February 26, 2008 7:57:28 PM PST
In a disaster-- the first thing many people think of doing to help -- is to "give blood." but not if you're a gay man.

Federal policy bans any man who's had gay sex in the past 30-years, from "ever" giving blood.

Santa Clara county supervisors are standing up to the federal government.

"I will make the motion that the county opposes the FDA ban on gay men from donating blood," said Santa Clara county supervisor Ken Yeager.

The FDA imposed the ban in 1983, when aids and HIV hit the gay community hard.
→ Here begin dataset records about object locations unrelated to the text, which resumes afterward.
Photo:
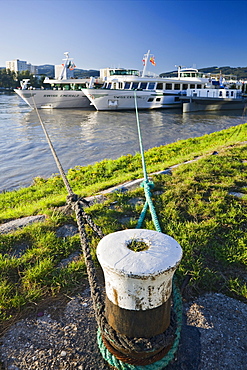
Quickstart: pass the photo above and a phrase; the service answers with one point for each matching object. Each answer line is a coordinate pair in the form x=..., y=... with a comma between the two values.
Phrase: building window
x=127, y=85
x=135, y=85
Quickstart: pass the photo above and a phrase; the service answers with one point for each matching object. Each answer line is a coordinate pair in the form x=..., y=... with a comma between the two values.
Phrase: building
x=17, y=65
x=64, y=71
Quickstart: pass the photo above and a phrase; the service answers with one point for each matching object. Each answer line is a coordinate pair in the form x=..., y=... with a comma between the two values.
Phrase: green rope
x=158, y=365
x=146, y=184
x=177, y=299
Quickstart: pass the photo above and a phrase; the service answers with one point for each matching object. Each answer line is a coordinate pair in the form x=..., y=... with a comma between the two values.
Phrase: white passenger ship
x=62, y=92
x=122, y=86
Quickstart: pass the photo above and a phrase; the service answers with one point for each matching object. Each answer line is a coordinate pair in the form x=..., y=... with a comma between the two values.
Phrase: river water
x=84, y=137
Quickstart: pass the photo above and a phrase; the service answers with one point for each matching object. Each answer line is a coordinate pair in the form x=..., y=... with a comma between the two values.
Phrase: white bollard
x=138, y=283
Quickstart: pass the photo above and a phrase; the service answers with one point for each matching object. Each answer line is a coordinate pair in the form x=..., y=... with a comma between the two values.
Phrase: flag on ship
x=152, y=61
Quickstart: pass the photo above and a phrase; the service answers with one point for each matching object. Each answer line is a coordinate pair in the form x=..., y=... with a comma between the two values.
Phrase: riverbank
x=202, y=204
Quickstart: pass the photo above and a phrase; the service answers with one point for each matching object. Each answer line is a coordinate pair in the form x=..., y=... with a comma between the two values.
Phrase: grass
x=194, y=206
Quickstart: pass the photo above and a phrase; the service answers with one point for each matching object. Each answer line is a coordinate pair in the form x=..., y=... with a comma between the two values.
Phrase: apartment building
x=17, y=65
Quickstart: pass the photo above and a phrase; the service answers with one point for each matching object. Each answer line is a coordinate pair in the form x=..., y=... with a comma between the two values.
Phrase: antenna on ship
x=145, y=60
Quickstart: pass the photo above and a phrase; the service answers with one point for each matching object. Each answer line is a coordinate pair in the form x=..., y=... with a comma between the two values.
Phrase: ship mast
x=145, y=62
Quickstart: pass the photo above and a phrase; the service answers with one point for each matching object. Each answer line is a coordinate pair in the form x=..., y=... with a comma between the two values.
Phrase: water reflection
x=83, y=137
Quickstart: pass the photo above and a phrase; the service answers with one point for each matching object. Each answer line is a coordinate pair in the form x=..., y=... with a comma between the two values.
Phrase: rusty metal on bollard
x=138, y=266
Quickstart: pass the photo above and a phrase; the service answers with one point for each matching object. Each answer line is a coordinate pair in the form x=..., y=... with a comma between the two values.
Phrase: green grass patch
x=194, y=206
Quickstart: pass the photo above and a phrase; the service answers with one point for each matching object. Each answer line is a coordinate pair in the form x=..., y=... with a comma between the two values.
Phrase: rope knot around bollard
x=149, y=184
x=141, y=303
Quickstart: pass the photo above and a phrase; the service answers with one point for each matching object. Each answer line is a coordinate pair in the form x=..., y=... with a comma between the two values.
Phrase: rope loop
x=148, y=183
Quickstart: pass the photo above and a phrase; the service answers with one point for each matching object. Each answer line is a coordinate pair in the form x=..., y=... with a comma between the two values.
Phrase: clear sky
x=100, y=34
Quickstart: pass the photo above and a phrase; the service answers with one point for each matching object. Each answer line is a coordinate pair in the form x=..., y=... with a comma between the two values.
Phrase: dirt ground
x=62, y=335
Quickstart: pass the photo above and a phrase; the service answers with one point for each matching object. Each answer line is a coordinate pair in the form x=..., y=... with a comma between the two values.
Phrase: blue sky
x=101, y=33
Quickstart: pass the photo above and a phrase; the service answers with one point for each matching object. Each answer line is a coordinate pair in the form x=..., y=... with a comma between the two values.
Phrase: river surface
x=82, y=137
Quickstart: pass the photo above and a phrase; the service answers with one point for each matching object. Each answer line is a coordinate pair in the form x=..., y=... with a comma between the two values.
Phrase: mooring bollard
x=138, y=266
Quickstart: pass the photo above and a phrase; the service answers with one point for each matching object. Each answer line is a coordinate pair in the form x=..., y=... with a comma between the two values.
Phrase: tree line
x=11, y=80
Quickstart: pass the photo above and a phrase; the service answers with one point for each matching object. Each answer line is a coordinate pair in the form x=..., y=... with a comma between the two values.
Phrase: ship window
x=151, y=85
x=135, y=85
x=143, y=85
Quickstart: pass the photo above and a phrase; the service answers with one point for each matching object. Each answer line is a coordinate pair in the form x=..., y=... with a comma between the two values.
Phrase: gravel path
x=213, y=337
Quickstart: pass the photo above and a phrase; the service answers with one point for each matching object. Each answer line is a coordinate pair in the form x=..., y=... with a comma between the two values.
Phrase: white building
x=17, y=65
x=65, y=71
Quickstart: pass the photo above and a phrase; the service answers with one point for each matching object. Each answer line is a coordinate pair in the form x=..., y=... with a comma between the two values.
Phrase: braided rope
x=138, y=345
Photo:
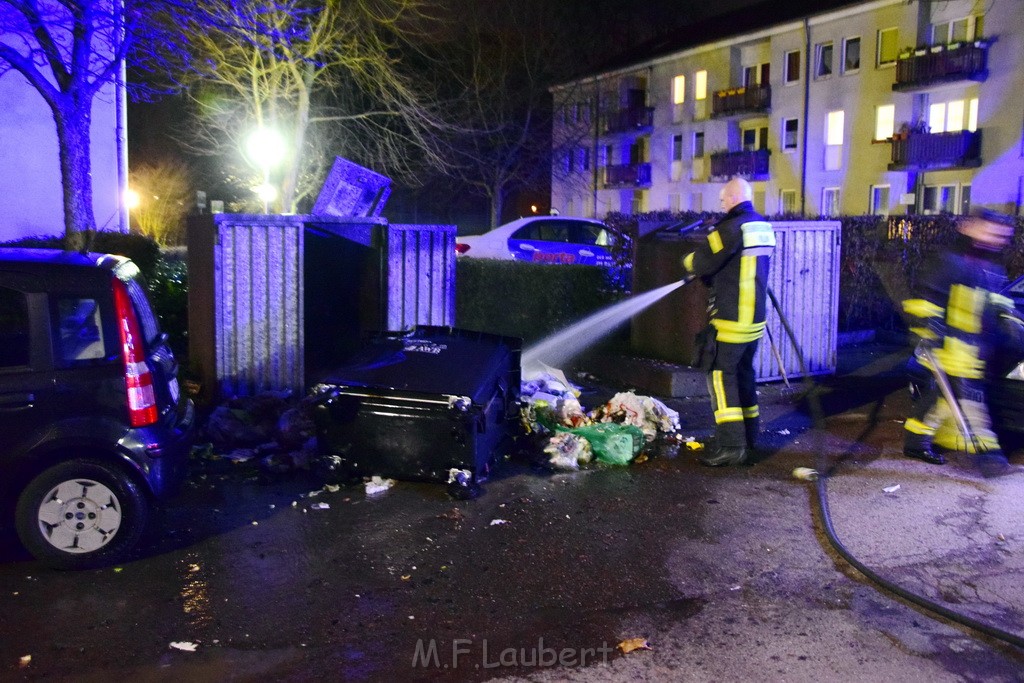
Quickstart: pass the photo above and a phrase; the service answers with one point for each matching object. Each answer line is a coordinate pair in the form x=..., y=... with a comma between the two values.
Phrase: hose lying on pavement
x=821, y=491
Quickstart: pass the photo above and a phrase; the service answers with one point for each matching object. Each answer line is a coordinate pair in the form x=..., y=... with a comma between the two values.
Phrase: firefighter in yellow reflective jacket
x=733, y=262
x=955, y=314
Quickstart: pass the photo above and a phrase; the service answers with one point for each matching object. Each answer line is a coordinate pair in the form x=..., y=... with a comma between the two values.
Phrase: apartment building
x=886, y=107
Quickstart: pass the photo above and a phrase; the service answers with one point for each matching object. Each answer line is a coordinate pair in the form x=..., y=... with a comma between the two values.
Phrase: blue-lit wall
x=30, y=174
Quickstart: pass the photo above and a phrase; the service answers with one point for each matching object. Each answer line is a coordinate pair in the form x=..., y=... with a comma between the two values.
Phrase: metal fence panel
x=804, y=276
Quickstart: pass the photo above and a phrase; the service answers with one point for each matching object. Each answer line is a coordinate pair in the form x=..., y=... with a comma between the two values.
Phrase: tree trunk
x=73, y=120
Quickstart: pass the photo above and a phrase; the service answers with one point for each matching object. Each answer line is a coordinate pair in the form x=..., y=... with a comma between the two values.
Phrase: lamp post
x=265, y=150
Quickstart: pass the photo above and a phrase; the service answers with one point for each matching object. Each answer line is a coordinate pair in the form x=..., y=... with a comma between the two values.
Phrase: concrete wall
x=31, y=201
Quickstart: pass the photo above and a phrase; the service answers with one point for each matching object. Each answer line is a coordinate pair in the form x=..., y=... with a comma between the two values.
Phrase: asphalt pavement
x=702, y=574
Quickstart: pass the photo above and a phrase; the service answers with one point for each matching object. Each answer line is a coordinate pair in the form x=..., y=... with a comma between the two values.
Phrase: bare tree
x=69, y=51
x=165, y=198
x=317, y=74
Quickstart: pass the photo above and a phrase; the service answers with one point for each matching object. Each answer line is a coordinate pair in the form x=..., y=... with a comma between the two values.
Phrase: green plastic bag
x=611, y=442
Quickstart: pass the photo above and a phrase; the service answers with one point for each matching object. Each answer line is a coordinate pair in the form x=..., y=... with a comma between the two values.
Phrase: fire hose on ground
x=821, y=489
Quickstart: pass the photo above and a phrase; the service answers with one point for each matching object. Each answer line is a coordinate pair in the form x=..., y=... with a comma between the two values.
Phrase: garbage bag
x=611, y=443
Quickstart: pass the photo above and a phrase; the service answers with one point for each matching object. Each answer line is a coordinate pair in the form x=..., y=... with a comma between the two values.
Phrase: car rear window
x=79, y=329
x=13, y=329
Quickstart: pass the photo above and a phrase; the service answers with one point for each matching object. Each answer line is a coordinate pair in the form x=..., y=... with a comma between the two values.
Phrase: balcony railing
x=756, y=98
x=628, y=175
x=637, y=118
x=961, y=148
x=942, y=63
x=751, y=165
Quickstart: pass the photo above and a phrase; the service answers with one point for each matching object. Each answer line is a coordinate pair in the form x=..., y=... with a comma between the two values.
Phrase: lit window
x=954, y=115
x=851, y=54
x=834, y=128
x=700, y=85
x=787, y=201
x=937, y=118
x=822, y=59
x=885, y=122
x=677, y=147
x=888, y=46
x=792, y=70
x=829, y=202
x=679, y=89
x=791, y=129
x=879, y=201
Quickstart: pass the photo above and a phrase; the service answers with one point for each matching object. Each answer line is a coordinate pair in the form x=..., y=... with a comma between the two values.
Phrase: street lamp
x=265, y=148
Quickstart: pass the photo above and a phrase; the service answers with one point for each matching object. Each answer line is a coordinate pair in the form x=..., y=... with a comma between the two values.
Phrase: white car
x=544, y=240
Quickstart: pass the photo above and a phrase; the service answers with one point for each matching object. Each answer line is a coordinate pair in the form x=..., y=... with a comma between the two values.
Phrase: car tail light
x=138, y=378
And for 25 years, Ken Yeager, an openly gay supervisor, hasn't given blood.

"It's very offensive to me, just the mere thought that there's something wrong with my blood that it can't be a part of the blood supply," said Yeager

Supervisors unanimously adopted the resolution, which encourages other counties and legislators to put pressure on the FDA to change its policy.

But Supervisor Pete McHugh wanted more.

"If we were to ban blood drives on county property because of discriminatory practices, that I think would have more of an impact," said Santa Clara County supervisor Pete McHugh.
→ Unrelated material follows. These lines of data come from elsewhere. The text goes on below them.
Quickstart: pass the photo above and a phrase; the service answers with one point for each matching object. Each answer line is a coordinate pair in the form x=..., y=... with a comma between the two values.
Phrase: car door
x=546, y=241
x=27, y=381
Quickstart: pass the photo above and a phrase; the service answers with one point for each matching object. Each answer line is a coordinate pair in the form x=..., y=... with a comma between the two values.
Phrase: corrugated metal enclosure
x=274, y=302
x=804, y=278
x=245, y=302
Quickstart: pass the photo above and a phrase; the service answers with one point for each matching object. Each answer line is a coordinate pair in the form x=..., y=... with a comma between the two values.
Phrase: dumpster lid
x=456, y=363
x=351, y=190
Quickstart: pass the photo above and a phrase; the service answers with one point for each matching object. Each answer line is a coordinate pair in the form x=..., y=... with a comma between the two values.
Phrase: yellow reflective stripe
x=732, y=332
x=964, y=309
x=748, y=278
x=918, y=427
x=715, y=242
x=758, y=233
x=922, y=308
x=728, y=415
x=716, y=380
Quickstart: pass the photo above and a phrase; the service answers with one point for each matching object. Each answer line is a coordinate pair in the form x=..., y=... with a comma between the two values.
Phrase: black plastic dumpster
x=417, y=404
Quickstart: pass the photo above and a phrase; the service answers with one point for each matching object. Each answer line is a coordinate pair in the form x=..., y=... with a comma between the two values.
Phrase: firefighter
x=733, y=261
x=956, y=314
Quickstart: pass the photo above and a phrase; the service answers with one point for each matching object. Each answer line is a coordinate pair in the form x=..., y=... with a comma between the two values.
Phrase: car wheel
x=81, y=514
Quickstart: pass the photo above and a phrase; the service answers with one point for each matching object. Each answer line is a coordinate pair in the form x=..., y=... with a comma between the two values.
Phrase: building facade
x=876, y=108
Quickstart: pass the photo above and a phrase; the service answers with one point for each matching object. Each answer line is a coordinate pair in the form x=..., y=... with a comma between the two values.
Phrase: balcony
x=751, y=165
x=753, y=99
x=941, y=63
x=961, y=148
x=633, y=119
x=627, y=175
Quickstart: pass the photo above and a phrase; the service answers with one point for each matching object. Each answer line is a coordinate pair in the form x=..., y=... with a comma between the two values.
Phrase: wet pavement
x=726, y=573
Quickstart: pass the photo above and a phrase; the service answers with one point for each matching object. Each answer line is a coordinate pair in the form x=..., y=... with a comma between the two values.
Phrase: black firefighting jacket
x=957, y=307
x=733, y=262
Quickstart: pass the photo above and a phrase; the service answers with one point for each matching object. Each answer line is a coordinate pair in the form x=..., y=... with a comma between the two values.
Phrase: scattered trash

"Frankly and I'll speak candidly here, the feds could care less whether we ban it on country property or not," said Santa Clara County executive Pete Kutras.
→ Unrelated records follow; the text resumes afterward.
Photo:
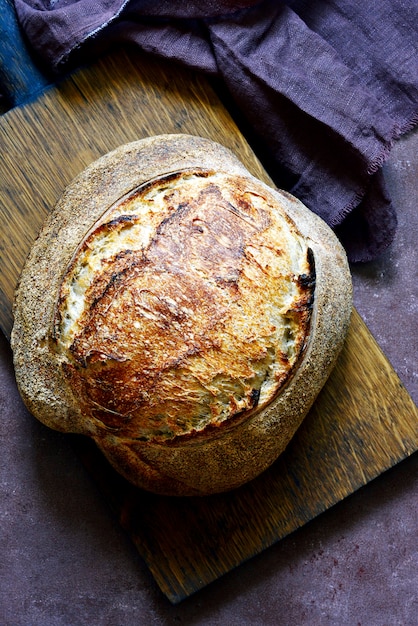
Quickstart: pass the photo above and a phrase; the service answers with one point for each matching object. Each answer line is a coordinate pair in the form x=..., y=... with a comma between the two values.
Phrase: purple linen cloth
x=325, y=87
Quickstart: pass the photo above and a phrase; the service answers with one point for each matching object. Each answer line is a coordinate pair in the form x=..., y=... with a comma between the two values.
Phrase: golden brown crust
x=158, y=316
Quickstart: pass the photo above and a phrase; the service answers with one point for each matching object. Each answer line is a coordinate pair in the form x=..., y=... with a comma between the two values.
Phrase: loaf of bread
x=181, y=313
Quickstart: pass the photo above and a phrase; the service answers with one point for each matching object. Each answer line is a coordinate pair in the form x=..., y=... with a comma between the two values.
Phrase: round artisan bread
x=181, y=313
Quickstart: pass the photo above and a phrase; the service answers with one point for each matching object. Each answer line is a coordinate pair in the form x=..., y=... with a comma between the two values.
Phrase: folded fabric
x=325, y=87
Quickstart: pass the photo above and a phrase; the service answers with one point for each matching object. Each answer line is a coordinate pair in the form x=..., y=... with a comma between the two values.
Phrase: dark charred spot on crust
x=307, y=281
x=121, y=220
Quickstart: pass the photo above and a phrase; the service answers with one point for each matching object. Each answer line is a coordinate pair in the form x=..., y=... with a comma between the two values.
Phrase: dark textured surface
x=65, y=560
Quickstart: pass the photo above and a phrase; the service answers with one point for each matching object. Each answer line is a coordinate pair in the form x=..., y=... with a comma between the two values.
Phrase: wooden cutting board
x=362, y=423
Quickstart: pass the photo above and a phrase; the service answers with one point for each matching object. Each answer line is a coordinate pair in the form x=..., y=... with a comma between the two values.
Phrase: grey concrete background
x=66, y=562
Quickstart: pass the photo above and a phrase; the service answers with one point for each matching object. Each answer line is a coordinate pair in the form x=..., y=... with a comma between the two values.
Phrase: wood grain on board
x=363, y=422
"I'm frustrated with the discussion that gets to that level, I think it's overly dramatic," said Vincent Yalon from the Stanford Blood Center.

Stanford Blood Center directors say banning blood drives in the county would be devastating. While they support the board's motion today, they oppose the blood drive ban San Jose State implemented last month.

"The FDA policy is in conflict with our non discrimination policy and therefore we're suspended blood drives from campus," said Larry Karr from San Jose State University.

Eventhough administrators suspended blood drives on campus, a mobile unit could've pulled up right here to take blood, but a lot of those agencies chose not to do that, saying it went against the essence of the school's decision.

It's a decision that won't bend until the FDA does. The last time they re-examined the issue was two years ago.

They have no plans of changing the policy.